My 110 lb dog, Tigger, decided he wished to become a cult figure. So he placed this photo of himself in a prominent position by the Nativity this year and was happy to see a gathering of puppies and other dogs coming to welcome him and admire his good looks.

I’m not yet sure if Tigger has determined to run in the 2020 elections. With 20/20 foresight, I would be able to predict the results if he did and with 20/20 hind(leg) sight, I’ll be able, in 2021, to analyse whatever has happened by that stage. Was it Caligula who turned his horse into a god to be worshiped? Tigger was reading about him the other day in Suetonius’s Twelve Caesars. He told me “Surely if a horse can be a god, albeit a Roman god, I, who am as big as a small pony, can be a member of something, an MLA, perhaps, or an MP, maybe even a Representative, or even a Senator.”
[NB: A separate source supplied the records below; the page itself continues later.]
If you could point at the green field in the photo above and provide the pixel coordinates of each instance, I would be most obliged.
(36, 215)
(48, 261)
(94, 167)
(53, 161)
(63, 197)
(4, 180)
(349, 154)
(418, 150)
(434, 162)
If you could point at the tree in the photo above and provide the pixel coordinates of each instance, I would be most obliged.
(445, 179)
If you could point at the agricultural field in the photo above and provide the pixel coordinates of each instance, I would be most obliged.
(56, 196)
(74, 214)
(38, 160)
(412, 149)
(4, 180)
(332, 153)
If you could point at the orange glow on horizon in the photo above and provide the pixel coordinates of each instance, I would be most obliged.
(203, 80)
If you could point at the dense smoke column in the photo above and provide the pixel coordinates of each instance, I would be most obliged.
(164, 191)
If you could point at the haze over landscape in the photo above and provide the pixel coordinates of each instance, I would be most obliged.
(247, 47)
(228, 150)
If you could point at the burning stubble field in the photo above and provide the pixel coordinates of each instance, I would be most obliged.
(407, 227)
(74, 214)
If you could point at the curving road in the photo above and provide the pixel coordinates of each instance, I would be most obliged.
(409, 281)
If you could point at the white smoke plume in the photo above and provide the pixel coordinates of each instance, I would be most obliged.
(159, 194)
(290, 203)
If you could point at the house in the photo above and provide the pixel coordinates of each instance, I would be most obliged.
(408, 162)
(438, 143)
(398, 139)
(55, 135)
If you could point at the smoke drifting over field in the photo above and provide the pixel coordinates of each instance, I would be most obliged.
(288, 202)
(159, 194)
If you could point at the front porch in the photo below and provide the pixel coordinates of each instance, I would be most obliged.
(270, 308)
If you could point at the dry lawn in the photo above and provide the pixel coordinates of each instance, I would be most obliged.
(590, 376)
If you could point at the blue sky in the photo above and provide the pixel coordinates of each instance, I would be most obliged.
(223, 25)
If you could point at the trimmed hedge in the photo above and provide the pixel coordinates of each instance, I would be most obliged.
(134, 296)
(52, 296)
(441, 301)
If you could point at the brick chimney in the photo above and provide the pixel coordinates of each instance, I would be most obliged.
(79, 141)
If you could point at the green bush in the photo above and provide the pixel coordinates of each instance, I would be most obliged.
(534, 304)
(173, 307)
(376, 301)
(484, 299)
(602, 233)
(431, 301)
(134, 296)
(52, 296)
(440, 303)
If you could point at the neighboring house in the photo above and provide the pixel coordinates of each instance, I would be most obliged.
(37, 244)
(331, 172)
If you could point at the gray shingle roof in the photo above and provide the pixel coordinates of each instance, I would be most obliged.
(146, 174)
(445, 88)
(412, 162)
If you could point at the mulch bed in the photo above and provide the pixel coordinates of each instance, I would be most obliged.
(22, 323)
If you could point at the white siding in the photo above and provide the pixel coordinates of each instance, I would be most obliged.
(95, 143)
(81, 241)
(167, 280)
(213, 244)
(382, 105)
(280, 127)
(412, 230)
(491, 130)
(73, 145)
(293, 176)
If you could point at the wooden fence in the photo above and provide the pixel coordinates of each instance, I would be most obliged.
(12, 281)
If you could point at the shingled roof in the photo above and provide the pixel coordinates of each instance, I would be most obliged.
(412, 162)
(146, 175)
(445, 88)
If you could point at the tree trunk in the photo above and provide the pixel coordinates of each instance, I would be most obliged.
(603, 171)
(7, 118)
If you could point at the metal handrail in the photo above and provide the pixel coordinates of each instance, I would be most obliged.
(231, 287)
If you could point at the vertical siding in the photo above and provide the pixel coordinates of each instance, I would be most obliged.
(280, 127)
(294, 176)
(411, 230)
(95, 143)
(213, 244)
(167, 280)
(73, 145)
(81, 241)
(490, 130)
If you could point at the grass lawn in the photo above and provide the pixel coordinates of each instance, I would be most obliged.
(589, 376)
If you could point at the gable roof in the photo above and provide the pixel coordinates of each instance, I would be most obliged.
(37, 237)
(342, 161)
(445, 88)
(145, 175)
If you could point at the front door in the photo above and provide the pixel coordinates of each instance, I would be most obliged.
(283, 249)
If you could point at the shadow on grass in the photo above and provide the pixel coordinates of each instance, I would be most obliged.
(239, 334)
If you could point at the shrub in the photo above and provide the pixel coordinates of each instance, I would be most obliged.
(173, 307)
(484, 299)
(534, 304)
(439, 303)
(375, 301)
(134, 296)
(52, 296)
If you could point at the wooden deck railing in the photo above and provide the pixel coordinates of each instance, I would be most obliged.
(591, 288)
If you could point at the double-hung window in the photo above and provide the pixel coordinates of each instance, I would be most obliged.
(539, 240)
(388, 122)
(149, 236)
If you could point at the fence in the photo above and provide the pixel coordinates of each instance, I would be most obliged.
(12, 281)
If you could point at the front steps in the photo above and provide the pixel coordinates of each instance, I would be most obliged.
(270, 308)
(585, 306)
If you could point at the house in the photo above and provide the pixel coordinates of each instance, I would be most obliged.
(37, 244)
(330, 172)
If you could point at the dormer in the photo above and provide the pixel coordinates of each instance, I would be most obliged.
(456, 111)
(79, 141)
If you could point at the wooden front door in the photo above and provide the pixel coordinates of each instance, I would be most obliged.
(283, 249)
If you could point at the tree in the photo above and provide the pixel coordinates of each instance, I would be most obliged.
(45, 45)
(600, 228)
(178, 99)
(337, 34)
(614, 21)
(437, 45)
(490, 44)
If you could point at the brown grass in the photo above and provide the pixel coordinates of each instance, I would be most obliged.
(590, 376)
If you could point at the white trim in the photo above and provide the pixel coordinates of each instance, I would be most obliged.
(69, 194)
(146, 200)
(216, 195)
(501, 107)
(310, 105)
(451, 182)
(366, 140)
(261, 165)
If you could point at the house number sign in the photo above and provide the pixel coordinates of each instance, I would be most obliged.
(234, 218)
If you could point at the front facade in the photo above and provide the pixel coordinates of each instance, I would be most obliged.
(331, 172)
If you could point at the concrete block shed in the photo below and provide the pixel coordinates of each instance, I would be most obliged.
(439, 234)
“Tigger,” I replied. “You are certainly big enough to be a Senator. If only you could skate, and shoot the puck, and find a uniform to fit, I am sure the Ottawa Senators would be proud to have you as a mascot.” “If I am to be a hockey dog, I want to be a Maple Leaf, lik eddy the Entertainer,” he growled. That should tell you something about his state of mind.

Anyway, he is determined to get out there and run, which he does most days anyway. But he doesn’t have enough money for a deposit, let alone a genuine campaign, and he wants to stand as an independent. He doesn’t want to be tied down with a party line, if you see what I mean. He wants to be off the leash, so to speak. So, I suggested Crowd Funding and he quite liked the idea of that. So, backde by plastic Lego worshipers and followers, Crowd Funded with Monopoly Money, and a determination to create a first of some kind or another, Tigger the Democratic Dog, will soon be heading for either the Senate Kennels or the Parliamentary Kennels. He just hasn’t decided which as yet. I guess with 2020 foresight, I should be able to tell.

By the way, if he actually makes it to the Doggy Dreamland of Representative Status, he’s going to sponsor a bill for a Two-Way Rainbow Bridge. Apparently, he wants to come back again. And we want him back too.